Sean Miller’s firing from the University of Arizona will cap the well on one of the most unique coaching contracts in all of college basketball.
Miller’s employment contract includes a series of longevity bonuses tied to the performance of a publicly traded oil-and-gas venture. The school said Wednesday that it will honor the remainder of the deal, suggesting that next year Miller will be due a payment equal to the value of nearly 30,000 fully-vested shares in MPLX LP currently held by the university’s foundation. That’s worth $781,929 based off today’s prices, but those shares won’t be sold and the money won’t be distributed until May 2022.
Representatives for Arizona athletics didn’t immediately respond to requests for comment, and Miller’s lawyer declined to comment.
To further complicate things, the final total of that bonus seems to be contingent on result of an NCAA investigation into the Wildcats program. Miller’s contract says that the coach will forfeit $1,000,000 of that payment if he or the Wildcats are found to have committed a Level I NCAA violation during his tenure, and the NCAA recently handed down several such violations following a federal investigation into college basketball corruption. Arizona’s punishment is now being reviewed by the NCAA’s Infractions Referral Committee.
Miller also appears to be due roughly $1.25 million as part of a more traditional buyout, according to a reading of his most recent contact.

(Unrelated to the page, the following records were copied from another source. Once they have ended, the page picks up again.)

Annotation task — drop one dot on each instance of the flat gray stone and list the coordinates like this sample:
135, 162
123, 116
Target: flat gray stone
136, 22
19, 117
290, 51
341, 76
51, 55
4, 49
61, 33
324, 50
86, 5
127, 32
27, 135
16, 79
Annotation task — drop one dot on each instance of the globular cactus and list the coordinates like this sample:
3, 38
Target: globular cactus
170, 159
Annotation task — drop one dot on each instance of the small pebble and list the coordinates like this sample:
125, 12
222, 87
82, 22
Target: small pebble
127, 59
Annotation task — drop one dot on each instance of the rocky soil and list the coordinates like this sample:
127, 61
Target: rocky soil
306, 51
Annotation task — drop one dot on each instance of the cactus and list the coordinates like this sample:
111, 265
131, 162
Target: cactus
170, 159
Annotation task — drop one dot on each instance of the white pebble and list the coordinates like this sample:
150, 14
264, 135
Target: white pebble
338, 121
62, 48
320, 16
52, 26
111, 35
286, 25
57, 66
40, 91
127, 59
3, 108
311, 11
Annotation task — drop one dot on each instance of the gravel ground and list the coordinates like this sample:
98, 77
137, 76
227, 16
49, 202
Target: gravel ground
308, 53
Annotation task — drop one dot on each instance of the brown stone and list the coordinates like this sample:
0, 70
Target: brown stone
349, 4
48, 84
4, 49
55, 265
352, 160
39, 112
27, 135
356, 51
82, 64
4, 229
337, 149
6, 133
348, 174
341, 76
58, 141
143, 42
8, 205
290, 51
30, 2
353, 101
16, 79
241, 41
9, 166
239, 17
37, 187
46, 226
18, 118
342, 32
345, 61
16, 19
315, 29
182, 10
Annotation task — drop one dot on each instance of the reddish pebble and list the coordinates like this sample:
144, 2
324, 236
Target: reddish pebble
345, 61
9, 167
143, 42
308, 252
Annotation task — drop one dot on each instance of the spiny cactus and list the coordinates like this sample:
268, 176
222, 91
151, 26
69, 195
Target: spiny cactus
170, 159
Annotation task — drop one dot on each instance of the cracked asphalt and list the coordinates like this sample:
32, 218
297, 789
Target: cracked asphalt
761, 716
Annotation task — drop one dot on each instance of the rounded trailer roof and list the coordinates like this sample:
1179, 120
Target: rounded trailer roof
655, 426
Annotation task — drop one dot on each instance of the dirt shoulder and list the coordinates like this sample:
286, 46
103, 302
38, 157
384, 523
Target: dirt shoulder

As coaching salaries skyrocket, schools have become increasingly creative in how they distribute pay. In a world of complex bonuses, buy-game revenue sharing and incentives tied to ticket sales, Arizona’s oil-and-gas shares are possibly the most unique in college sports.
In 2014, a Wildcats booster gifted the athletic department 500,000 shares of a master limited partnership (MLP) that operated energy industry equipment. Though the name of the venture is redacted from public records, there was enough detail to identify it as Western Refining Logistics.
The gift was intended to benefit both the school and help with compensation for its highest-profile employees. The shares would be held by Arizona, which would keep the distributions paid out by the MLP. At specific times written into the contracts of Miller, then-football coach Rich Rodriguez and then-AD Greg Byrne, the school would sell the shares and distribute the proceeds as longevity bonuses.
Western Refining was sold to Andeavor Logistics in 2017, and Andeavor was sold to an MLP formed by Marathon Petroleum two years later. As a result, each Western Refining share from the original gift is now worth 0.5939 shares of MPLX, according to Sportico’s calculations. MPLX closed trading Wednesday at $26.33, meaning Miller’s 29,697-share allowance would be worth nearly $782,000.
Byrne and Rodriguez are no longer at Arizona. The unvested shares they had remaining at the time of their departure were divided up among Miller and the school’s softball and baseball coaches, according to the Arizona Daily Star.